# Trigeminal Afferents Regulation of Apical Periodontitis Development

> **NIH NIH R01** · UNIVERSITY OF TEXAS HLTH SCIENCE CENTER · 2021 · $362,188

## Abstract

Project Summary
Apical periodontitis (AP) is a highly prevalent and debilitating pathological condition marked by
bone resorption and pain as result of dental infections. Many elegant studies have revealed the
functions of immune cells and inflammatory mediators in AP. Despite AP being densely
innervated by trigeminal ganglia (TG) fibers, the participation of these afferents in this disease
process is largely unknown. Our preliminary data demonstrate that TG neurons regulate AP
lesion development.
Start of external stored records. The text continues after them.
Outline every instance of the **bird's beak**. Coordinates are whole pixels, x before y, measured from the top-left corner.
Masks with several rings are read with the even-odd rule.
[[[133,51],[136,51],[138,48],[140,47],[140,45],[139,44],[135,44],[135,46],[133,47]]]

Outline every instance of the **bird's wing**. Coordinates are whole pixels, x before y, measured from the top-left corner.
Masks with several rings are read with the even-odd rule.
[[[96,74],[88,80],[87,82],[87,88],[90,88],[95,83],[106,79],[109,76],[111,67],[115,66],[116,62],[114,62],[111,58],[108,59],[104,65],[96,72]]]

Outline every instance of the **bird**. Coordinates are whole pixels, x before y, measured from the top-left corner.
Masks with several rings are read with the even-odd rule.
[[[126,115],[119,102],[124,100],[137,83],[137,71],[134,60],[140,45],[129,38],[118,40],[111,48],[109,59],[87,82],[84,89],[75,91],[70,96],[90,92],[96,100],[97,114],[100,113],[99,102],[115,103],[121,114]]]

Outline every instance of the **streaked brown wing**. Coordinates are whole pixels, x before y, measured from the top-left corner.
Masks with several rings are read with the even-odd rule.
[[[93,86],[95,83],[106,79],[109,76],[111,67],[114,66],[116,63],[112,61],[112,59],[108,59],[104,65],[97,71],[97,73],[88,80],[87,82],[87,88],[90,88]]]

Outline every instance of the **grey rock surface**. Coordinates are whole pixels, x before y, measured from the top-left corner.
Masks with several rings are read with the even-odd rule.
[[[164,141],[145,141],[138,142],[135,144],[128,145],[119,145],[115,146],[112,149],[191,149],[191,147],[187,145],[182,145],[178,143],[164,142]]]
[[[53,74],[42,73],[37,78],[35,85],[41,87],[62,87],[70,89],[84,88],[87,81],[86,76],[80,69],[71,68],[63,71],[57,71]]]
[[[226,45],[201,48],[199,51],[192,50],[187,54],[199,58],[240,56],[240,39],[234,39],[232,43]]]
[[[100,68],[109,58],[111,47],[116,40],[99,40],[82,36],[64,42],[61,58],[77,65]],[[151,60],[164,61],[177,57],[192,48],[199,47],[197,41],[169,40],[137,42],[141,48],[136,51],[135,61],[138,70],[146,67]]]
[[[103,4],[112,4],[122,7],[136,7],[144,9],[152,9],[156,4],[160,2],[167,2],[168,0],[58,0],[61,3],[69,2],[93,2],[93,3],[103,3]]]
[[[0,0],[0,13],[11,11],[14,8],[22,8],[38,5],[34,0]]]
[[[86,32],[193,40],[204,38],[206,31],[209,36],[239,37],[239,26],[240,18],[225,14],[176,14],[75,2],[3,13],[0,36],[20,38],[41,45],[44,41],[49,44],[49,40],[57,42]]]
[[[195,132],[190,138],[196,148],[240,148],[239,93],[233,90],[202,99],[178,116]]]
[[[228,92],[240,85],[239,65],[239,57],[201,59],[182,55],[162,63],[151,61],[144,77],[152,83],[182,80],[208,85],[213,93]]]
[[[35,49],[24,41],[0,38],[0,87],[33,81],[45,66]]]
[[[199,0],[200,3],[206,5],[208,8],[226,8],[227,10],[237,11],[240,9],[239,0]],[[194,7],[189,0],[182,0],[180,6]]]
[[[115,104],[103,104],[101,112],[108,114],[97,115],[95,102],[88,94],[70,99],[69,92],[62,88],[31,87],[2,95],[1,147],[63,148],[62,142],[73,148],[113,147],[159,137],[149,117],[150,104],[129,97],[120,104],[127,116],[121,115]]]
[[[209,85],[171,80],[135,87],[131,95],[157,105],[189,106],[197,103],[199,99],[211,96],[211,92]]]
The objective of this proposal is to understand how TG fibers control AP
development, which remains a large gap in knowledge. We, for the first time, propose to
investigate neurons/non-neuronal cell interaction in control of AP development for each of four
major subclasses of TG neurons. This is novel and critically important strategy in approaching
research on regulation of AP development by sensory neurons, since each neuronal sub-class
has distinct function and biochemical make up, including unique sets of receptors, ion channels
and neuropeptides. Hence, it is possible that regulatory potential of TG neuronal subsets could
dramatically vary; and even produce opposite effects on osteoclasts and osteoblasts. So
according to literature and preliminary experiments, we designed a novel strategy on study AP
development by TG neurons. Our central hypothesis is that in response to infection certain
subclasses of TG afferents inhibit bone resorption in apical periodontitis via the regulation of
osteoclastic and osteoblastic activities. This hypothesis will be tested in: Aim 1 examining role
of different subclasses of TG afferents in inhibiting bone resorption and immunological
responses in a murine model of infection-induced AP; Aim 2 defining involvement of different
subclasses of TG neurons on regulation of osteoclastic and osteoblastic functions; and Aim 3
defining and identifying the released soluble factor(s) from different subclasses of TG neurons
and their contribution to modulation of osteoclast and osteoblast functions. We believe that
knowledge generated by this application will have a substantial positive impact from both
scientific and clinical perspectives. Scientifically, this is the principally novel approach in
investigation of AP using subclass-specific TG mouse lines. Moreover, the generated new
insight into interactions between neurons and DCS remodeling will open pathways for further
scientific advancement. Clinically, identification of neuronal regulatory mechanisms could offer
novel strategies and, importantly, targets for developing anti-AP therapeutics.

## Key facts

- **NIH application ID:** 10208856
- **Project number:** 5R01DE027929-04
- **Recipient organization:** UNIVERSITY OF TEXAS HLTH SCIENCE CENTER
- **Principal Investigator:** Anibal Diogenes
- **Activity code:** R01 (R01, R21, SBIR, etc.)
- **Funding institute:** NIH
- **Fiscal year:** 2021
- **Award amount:** $362,188
- **Award type:** 5
- **Project period:** 2018-08-01 → 2023-07-31

## Primary source

NIH RePORTER: https://reporter.nih.gov/project-details/10208856

## Citation

> US National Institutes of Health, RePORTER application 10208856, Trigeminal Afferents Regulation of Apical Periodontitis Development (5R01DE027929-04). Retrieved via AI Analytics 2026-06-02 from https://api.ai-analytics.org/grant/nih/10208856. Licensed CC0.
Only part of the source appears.